Bob Hannaford, pemilik Naughty Events dan penyelenggara acara menulis dalam postingan blognya bahwa setidaknya ada 41 dari 300 orang yang datang di acara tersebut dinyatakan positif COVID-19.
Hannaford mengatakan ia tak menyangka pesta swinger atau tukar pasangan yang dilangsungkan lima hari di awal November ini akan menjadi bencana, sebab penyelenggara telah melakukan tindakan pencegahan COVID-19.
Salah satu pendatang bahkan dilaporkan dirawat di rumah sakit dalam kondisi serius setelah tertular virus.
"Jika saya bisa kembali ke masa lalu, saya tidak akan mengadakan acara ini lagi. Padahal sebagian besar dari 41 kasus positif sebagian besar merupakan kasus asimtomatik atau sangat ringan," kata Hannaford dikutip dari Fox Live, Rabu (2/12/2020).

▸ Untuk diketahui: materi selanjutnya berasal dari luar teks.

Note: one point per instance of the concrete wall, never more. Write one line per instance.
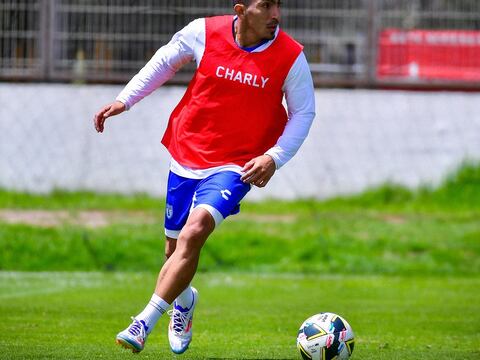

"Alasan saya tidak akan melakukannya adalah karena saya mengenal dua orang yang memiliki waktu lebih sulit dan mereka menderita. Salah satunya, seorang teman baik saya, dirawat di rumah sakit dalam kondisi serius," lanjutnya.
Mengaku menyesal dan tidak menyangka, Hannaford mengatakan ia melakukan tindakan yang cukup baik seperti menyediakan gelang yang menunjukkan seseorang telah memiliki dokumen untuk membuktikan bahwa mereka punya antibodi.
Ada juga gelang yang memiliki tanggal hasil COVID-19 negatif sebagai salah satu persyaratan jika ingin ikut acara tersebut. Para peserta juga diharuskan untuk menjaga jarak dalam antrean dan mengenakan masker di ruang publik.
Hannaford bahkan ingat pergi makan malam dengan teman-teman untuk merayakan klimaks ekstravaganza X-rated - yang ternyata terlalu dini.
"Saya tidak akan melakukannya lagi jika saya tahu, apa yang saya tahu sekarang. Itu membebani saya dan akan terus membebani saya sampai semua orang 100% lebih baik," ujar Hannaford.